Young: Another piece that really excites me is to see the acceptance from the MPI team and the executives there that it’s a Canadian conference, it has to be done a little bit differently—it’s not just a rinse-and-repeat from MPI’s World Education Congress (WEC) or European Meetings & Events Conference (EMEC)—they got the flavor of the Canadian community and they’ve picked up on it and I can see the excitement in their eyes of all the things they’d like to tweak for next year to elevate it even more. The buy-in from the MPI global team this year was very apparent and excites me for what lies ahead.
Watson: I had a few. Mike Downie was a big highlight, that was a great opening to set the tone, especially in this day and age—very on point. The Rendezvous event was excellent at Picaroons Roundhouse, just one of the most amazing venues I’ve been to—and with live band karaoke! There were some showstopper voices out there—there were grown men really getting into it and it was so sweet! The live band made it so big and so cool, the venue was indoor and outdoor and the food was amazing
How about key takeaways—any you’d like to share?
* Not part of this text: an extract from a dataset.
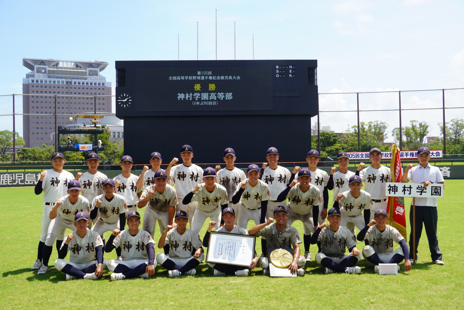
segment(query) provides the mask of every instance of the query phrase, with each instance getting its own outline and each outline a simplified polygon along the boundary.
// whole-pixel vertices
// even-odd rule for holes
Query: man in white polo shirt
[[[423,184],[427,187],[429,184],[434,183],[444,184],[445,179],[441,174],[439,168],[431,166],[429,164],[430,159],[430,150],[428,148],[419,148],[417,151],[417,159],[419,160],[419,165],[416,166],[410,163],[408,165],[403,174],[401,178],[402,183],[407,183],[412,180],[412,183]],[[419,245],[419,239],[422,232],[422,223],[425,228],[427,239],[429,241],[429,248],[430,249],[432,262],[438,265],[445,265],[442,261],[443,254],[438,247],[438,239],[437,238],[437,223],[438,221],[438,213],[437,211],[437,198],[416,199],[416,252],[412,253],[412,231],[409,234],[409,252],[411,258],[410,260],[412,263],[412,259],[417,260],[417,248]],[[409,223],[412,227],[412,206],[411,206],[409,212]]]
Whalen: For me, besides the hospitality of the community, the opening keynote of Mike Downie was unbelievable. He’s a Canadian documentary filmmaker and the brother of Gord Downie, who was a huge Canadian rock ‘n’ roll legend here in Canada. To hear his opening keynote on the power of storytelling and how he connected it back to really strong pieces of Canadiana really tied into our culture at this time, politically and socially and with what’s going on in the conference industry as well…that hit it out of the park, it was amazing and timely.
Young: Yeah, and that speaker down at WEC just wouldn’t resonate, right? It wouldn’t have the same power. It was a very curated speaker that fit the opening perfectly, inspired everyone for the rest of the next couple of days and everyone could relate to the stories. But also, we all know the Tragically Hip and hearing all those stories and the insight from the brother of the late Gord Downie was super-inspiring. To start your conference with that was one of my highlights as well.
Whalen: That is a prime example of how theEVENT is not just rinse-and-repeat. All of MPI global’s signature events need to be curated and specific to the target audience. So that was a way that truly brought it to a Canadian audience and meant a lot being a Canadian conference.